As a growth investor, there are just a few things you cannot do during the bull market, and they are:

1) Don’t Try to Modify Your Risk Profile

When everything is fine, and the markets are euphoric, investors prefer to increase their risk profile. Say, from conservative to moderate, or from aggressive to more aggressive, and so forth. What an investor must realize is that shifting risk profiles does not affect their risk appetite or ability to accept risk. An act like this upsets the investor’s asset allocation, jeopardizing their financial plans and aspirations.

Investors should be cautious and observant in order to avoid being deceived by market noise.

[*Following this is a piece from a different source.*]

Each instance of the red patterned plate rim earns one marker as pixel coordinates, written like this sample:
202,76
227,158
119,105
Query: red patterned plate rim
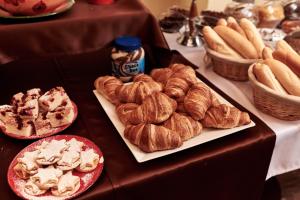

Investors must always keep their emotions in check and stick to their risk tolerance.

2) Don’t Leave Your SIPs Midway

During bull markets, investors tend to cancel their SIPs, citing the low profits in the short term. An investor should remember that the primary goal of a SIP is accumulation. Returns are a byproduct of accumulation. Investors should not chase returns but rather focus on accumulating wealth and being content with it. Be patient, and the rewards will come. The same holds true in times of bear markets.

3) Don’t Forget the Fundamentals

While the bull market allows for soaring stocks to reach new heights, it is critical not to be fooled by them. During a bullish trend, the exhilarating highs can easily make price the deciding factor in identifying a solid stock to invest in. A high price is no guarantee of a strong stock; it is critical to understand why the price is so high. Rising prices without robust fundamentals may experience drastic changes in the future.

Ignoring whether a stock can withstand the fundamental test might result in lower long-term returns when the highs peak and the market corrects. While predicting which stock will withstand the many market tests is tough, the one with strong fundamentals is always a better pick.

4) Don’t Get too Greedy

Most of us fail at market timing in both bull and bear markets. Understanding when to enter and quit the market, as well as following its movement, is more difficult than it appears. Joining the bulls in the market can easily affect your exit strategy as you anticipate larger profits or the becoming red-green. While the prevailing feeling when the market is optimistic is to hold a long position, i.e., expect the stock value to rise in the future, it is also quite essential to keep an eye on the portfolio for losers.

Not every bad fruit is a black sheep; most just decay, bringing the entire portfolio down with it. It is critical to be able to exit from top performers as well, rather than to hold on to the stock in anticipation of a new high and to be able to ride it.

5) Check Your Plans

The news of daily new highs can quickly influence even the most risk-averse investor’s risk appetite. While it is critical to examine your plans in light of the market, the bull market can instill anxiety about missing out on the gold mine of daily highs, leading to emotional investment.

6) Buying the Wrong Stocks

When the markets are breaking through barriers with increased optimism and touching new highs, investors should avoid stocks trading at 52-week lows. A stock at its 52-week low does not indicate that it is undervalued or accessible at a lower price compared to peers. Such situations should not entice investors and should be avoided.

7) Keep Yourself Away from Big Investments

Investors should avoid making large lump sum investments while markets are at all-time highs since they may result in bad returns. Instead, investors should invest the entire sum in a gradual and disciplined manner through SIPs over a 24-36-month period. Even in a negative climate, one should continue to invest in their high-conviction ideas in a staggered way at various levels to ensure a reasonable average price.

Bull markets are ideal for realizing profits on previously held investments that have increased in value during a period of optimism and wealth development. They are not, however, the place to forget all of your hard-won financial lessons and best practices. You may avoid all of these blunders in a bull market by remaining patient and steady in your investment approach.


When you walk into a bull market – there might be a few things that you want to be careful of – and these mistakes should not be made. You can make use of this post to learn some of the mistakes that you just can make in a bull market.